BANDUNG, iNewsBandungRaya.id - Badan Perencanaan Pembangunan Daerah (Bappeda) Jawa Barat membeberkan sejumlah tantangan dalam menghadapi bonus demografi.
Kepala Bappeda Jabar, Iendra Sofyan mengatakan, Jabar akan mendapatkan bonus demografi pada 2030 mengingat jumlah penduduk usia produktif akan mengalami lonjakan atau berkisar 60 persen. Di sisi lain, pemerintah pusat menargetkan pendapatan per kapita penduduk pada 2045 mencapai 22 US$.
“Jabar mendapatkan target lebih kecil di 15 US$ per kapita per tahun,” ucap Iendra dalam acara Ngobrol Perencanaan Bareng Media di Bandung, Selasa (7/11/2023).
Meski begitu, tidak mudah bagi Jabar untuk meraih bonus demografi tersebut lantaran masih harus berjuang dengan sejumlah persoalan makro. Seperti kemiskinan dan giri rasio yang masih tinggi, kemudian laju pertumbuhan ekonomi tinggi namun belum berkualitas.
“Kita pertumbuhan ekonomi di angka 5%, tapi masih belum bisa disebut berkualitas karena angka pengangguran masih nomer 1 di Indonesia,” ungkapnya.
Iendra mengaku, sudah menyusun delapan tantangan Jabar dalam meraih bonus demografi dalam 20 tahun ke depan. Pertama, urusan indikator makro yang butuh perbaikan dimana angka kemiskinan dan tingkat pengangguran terbuka yang tinggi.

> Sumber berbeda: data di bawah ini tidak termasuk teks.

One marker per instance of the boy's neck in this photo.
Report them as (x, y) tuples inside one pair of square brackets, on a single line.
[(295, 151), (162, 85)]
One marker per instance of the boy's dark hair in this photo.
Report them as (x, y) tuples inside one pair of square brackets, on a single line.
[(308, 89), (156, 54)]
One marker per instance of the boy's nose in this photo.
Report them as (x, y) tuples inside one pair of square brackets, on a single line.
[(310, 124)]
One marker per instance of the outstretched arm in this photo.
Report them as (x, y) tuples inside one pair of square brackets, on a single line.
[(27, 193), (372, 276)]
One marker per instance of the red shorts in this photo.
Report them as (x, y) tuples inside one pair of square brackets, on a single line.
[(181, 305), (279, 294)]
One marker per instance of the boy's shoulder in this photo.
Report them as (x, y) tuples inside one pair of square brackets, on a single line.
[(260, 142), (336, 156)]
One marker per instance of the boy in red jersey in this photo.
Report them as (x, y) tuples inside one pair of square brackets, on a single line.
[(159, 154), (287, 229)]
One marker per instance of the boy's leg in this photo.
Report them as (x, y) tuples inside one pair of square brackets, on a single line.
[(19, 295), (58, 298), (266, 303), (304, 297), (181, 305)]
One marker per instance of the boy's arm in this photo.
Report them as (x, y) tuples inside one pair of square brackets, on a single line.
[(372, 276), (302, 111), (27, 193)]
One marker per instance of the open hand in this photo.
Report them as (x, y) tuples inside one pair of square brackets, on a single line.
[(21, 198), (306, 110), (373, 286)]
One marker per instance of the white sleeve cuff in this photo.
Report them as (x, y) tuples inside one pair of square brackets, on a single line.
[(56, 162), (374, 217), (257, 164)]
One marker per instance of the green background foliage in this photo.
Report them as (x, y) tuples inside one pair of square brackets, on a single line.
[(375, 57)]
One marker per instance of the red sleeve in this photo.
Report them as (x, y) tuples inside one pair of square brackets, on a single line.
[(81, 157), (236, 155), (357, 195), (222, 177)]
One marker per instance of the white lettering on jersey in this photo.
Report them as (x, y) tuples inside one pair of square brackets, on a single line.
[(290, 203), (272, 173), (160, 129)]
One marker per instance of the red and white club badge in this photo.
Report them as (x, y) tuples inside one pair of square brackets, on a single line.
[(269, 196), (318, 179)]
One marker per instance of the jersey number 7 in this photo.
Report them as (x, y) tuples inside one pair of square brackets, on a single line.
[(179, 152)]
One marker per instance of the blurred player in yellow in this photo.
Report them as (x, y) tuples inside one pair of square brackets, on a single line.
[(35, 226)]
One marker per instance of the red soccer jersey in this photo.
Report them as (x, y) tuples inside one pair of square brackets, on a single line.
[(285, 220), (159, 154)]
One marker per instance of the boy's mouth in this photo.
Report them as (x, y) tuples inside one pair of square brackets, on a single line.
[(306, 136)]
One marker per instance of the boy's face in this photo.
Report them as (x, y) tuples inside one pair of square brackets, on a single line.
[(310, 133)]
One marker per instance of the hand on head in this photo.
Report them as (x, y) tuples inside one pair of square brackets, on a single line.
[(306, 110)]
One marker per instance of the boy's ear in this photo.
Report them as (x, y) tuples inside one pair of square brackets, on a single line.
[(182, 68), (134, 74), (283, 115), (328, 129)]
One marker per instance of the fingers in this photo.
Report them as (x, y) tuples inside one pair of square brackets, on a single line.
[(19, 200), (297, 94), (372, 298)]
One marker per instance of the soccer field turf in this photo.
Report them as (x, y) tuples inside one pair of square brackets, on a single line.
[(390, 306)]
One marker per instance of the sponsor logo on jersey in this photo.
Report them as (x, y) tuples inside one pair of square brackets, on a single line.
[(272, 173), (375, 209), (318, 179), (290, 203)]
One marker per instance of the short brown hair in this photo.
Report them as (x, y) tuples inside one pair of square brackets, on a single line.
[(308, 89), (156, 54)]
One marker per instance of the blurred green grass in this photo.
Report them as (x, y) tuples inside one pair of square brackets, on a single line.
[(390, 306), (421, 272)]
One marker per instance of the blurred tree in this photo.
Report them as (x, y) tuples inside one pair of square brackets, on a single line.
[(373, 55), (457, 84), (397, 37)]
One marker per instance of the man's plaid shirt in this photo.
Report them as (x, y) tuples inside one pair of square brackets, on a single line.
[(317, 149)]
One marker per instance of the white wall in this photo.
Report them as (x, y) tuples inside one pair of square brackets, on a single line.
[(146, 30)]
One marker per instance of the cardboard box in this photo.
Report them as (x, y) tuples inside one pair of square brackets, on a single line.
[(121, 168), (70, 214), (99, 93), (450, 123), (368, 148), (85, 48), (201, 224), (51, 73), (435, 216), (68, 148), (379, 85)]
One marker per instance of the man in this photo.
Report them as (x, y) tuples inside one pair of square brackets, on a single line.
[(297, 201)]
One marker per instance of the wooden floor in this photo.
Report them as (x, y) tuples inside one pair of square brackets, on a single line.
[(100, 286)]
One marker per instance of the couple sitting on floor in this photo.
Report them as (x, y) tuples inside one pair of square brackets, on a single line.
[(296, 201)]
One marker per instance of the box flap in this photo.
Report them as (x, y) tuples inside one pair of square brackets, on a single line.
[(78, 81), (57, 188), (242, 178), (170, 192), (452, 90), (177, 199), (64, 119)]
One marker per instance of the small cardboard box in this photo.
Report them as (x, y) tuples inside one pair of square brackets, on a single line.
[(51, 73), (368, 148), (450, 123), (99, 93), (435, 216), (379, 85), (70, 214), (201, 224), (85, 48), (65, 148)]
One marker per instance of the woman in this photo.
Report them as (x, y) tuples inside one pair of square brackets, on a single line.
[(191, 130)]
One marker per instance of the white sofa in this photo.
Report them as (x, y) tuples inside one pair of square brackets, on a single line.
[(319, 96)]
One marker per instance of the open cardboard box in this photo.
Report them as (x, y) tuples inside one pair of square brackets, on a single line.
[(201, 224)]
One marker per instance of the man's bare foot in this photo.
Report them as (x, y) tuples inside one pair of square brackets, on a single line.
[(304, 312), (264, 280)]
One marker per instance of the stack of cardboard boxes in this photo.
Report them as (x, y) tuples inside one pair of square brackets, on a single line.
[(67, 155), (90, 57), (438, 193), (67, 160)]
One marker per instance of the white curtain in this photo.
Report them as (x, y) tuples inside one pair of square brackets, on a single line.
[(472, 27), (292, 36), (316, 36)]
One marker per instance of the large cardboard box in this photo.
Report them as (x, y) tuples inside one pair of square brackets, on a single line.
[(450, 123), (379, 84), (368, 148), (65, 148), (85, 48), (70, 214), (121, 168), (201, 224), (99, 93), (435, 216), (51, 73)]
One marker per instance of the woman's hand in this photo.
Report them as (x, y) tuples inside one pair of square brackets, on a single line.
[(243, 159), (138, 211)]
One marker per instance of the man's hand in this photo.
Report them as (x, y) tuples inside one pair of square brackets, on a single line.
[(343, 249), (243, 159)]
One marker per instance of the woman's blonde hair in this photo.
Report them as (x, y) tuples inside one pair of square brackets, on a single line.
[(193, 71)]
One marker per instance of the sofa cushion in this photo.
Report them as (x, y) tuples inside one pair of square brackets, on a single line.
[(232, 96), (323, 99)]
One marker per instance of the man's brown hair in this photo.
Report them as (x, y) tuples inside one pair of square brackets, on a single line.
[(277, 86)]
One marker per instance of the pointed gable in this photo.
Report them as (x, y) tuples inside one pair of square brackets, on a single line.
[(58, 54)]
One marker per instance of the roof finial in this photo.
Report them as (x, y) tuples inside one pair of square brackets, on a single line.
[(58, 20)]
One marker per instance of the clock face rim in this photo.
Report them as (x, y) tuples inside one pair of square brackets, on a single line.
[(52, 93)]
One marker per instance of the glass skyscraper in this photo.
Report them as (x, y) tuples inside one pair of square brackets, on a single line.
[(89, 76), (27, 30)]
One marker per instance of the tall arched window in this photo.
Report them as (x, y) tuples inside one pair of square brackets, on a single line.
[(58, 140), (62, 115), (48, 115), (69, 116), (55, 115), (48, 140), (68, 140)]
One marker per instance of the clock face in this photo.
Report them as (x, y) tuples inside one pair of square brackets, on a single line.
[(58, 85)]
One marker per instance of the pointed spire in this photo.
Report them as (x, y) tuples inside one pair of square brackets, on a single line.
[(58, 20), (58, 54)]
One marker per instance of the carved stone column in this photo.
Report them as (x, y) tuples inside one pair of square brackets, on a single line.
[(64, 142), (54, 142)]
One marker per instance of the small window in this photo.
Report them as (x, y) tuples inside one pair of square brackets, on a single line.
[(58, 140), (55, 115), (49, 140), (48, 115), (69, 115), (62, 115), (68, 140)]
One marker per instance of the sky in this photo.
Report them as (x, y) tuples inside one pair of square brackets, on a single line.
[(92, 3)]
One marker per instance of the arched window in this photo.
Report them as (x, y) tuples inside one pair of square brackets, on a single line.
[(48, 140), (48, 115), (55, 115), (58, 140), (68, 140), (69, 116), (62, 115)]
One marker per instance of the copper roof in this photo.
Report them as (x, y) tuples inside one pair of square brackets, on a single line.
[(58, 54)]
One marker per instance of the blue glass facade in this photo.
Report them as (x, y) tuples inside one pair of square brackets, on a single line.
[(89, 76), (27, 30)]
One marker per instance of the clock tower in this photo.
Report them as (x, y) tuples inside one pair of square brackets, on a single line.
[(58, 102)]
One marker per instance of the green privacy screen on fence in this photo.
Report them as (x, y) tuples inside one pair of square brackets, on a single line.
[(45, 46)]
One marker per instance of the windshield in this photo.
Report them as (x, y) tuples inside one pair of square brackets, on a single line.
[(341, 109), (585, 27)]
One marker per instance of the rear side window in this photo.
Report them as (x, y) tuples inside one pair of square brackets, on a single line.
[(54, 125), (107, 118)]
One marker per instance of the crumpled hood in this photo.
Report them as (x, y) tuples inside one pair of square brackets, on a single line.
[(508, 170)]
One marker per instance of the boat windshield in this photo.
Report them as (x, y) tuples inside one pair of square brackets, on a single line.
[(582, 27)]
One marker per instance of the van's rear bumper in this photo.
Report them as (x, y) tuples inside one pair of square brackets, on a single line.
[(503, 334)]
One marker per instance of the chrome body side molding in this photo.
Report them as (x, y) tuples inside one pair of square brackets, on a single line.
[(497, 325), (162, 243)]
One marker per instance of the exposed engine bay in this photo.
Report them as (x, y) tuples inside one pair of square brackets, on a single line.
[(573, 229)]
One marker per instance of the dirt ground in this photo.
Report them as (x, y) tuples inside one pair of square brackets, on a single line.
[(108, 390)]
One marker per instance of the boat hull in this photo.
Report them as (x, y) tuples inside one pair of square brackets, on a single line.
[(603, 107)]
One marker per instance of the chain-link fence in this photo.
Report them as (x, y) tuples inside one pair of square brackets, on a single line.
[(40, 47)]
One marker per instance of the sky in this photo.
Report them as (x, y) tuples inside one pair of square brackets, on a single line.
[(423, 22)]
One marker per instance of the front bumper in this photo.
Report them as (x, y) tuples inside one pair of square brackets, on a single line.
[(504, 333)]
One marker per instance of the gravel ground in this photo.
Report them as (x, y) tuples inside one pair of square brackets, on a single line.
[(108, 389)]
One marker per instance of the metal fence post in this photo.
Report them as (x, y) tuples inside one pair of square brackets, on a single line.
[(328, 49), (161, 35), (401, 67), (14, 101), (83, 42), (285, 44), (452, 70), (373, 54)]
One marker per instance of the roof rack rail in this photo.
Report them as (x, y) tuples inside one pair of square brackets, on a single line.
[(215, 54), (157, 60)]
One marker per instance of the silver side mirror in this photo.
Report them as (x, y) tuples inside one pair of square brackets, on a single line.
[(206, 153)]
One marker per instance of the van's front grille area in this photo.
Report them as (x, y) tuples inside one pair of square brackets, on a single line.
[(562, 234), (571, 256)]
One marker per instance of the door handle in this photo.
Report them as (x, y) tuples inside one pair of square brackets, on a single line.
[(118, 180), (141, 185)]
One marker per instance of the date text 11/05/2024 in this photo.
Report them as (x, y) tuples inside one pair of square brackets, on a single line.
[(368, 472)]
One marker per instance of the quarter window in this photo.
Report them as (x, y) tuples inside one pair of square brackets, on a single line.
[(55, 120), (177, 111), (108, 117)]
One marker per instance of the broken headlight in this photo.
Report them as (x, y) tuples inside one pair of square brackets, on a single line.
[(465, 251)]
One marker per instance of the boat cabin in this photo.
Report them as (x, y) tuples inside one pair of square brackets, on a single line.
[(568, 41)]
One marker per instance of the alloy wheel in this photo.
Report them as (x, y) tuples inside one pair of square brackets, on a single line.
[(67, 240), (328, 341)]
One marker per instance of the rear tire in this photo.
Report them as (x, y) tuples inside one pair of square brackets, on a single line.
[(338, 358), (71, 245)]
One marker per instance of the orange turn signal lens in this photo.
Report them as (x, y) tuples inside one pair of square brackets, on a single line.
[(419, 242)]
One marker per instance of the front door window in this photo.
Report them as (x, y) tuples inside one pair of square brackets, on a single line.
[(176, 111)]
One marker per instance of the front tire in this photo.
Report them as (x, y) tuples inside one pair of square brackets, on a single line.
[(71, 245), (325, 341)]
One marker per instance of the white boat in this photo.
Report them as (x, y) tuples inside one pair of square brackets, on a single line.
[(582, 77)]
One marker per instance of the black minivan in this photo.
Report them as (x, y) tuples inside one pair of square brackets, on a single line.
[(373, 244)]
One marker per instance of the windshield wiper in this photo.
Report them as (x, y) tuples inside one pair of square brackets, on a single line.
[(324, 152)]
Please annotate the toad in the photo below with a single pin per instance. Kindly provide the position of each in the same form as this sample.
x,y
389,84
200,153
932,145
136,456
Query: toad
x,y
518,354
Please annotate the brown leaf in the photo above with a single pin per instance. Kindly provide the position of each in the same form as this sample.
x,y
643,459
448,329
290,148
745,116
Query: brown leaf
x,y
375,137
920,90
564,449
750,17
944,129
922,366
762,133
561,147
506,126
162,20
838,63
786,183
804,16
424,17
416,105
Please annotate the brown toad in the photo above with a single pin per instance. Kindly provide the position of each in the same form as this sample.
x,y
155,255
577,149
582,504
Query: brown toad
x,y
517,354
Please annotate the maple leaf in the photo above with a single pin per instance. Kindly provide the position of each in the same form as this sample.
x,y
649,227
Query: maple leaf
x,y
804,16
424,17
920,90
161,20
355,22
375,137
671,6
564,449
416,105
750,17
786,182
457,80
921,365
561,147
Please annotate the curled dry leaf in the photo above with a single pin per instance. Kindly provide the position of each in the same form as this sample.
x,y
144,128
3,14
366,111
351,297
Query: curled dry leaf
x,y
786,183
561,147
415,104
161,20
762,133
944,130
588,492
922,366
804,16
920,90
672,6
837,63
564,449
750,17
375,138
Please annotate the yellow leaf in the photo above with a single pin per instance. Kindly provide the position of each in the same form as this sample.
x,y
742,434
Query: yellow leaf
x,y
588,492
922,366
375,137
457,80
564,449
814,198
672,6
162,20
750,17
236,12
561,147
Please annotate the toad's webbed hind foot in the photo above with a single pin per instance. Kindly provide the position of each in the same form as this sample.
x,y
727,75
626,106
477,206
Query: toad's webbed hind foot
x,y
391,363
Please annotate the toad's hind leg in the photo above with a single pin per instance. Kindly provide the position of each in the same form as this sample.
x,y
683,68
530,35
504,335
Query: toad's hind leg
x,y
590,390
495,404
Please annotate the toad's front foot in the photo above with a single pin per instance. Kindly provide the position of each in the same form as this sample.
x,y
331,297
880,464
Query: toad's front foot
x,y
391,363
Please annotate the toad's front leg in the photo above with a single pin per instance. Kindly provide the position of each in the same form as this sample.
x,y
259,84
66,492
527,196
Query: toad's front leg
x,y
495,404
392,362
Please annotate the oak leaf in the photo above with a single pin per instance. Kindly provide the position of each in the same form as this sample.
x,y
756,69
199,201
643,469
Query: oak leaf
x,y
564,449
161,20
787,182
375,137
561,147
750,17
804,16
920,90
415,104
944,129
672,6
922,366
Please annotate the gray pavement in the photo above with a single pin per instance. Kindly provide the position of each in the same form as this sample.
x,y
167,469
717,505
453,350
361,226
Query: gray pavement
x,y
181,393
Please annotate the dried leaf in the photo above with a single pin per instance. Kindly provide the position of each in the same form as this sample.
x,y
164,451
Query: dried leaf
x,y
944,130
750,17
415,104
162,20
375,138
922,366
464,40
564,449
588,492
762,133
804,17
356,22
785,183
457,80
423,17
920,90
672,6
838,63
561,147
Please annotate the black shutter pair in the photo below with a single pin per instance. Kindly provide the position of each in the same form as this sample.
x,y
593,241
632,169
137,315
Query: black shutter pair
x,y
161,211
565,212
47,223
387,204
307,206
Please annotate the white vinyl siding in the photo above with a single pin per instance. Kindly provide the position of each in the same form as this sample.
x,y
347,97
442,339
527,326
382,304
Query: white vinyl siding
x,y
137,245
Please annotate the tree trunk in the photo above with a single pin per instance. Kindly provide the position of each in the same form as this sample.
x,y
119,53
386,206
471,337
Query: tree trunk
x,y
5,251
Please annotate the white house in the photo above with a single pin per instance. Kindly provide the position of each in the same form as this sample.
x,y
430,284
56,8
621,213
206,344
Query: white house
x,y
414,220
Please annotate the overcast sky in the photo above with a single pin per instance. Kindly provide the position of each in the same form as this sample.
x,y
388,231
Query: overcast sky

Kedua, dalam rencana tata ruang tata wilayah (RTRW) 2022-2042 ada pertambahan luas wilayah dengan masuknya kawasan laut.
“Dulu RTRW hanya ada daratan, tapi dengan UU Cipta Kerja sekarang ada penambahan 12 mil laut atau sekitar 5,3 juta hektar. Tapi kewenangan kita menggali potensi laut, misalkan menemukan sumur gas, itu masih di Pusat,” jelasnya.
Ketiga soal Ibu Kota Nusantara (IKN). Menurutnya, perpindahan Ibu Kota dari DKI Jakarta ke Kalimantan akan mengubah arah ekonomi Jabar ke depan mengingat Jakarta hanya akan menjadi Daerah Khusus.
“Kegiatan ekonomi apa yang bisa kita dapat? Tapi dengan adanya kereta cepat berarti kegiatan ekonomi mulai mengarah ke Kota Bandung, jalan tol terhubung, nanti 2024 Tol Getaci mulai dibangun artinya peluang ekonoi akan keluar dari Jakarta,” tuturnya.
Tantangan berikutnya adalah soal daya dukung tampung dan ketahanan pangan dimana Jabar akan menghadapi isu lingkungan hidup, perubahan iklim dan mekanisme transisi energi.
Kelima, jumlah penduduk akan makin bertambah dimana pada 2045 diperkirakan jumlah penduduk Jabar akan mencapai 56,8 juta jiwa. Keenam, muncul tantangan di sektor digitalisasi dan hi-tech lewat implementasi dan dampaknya.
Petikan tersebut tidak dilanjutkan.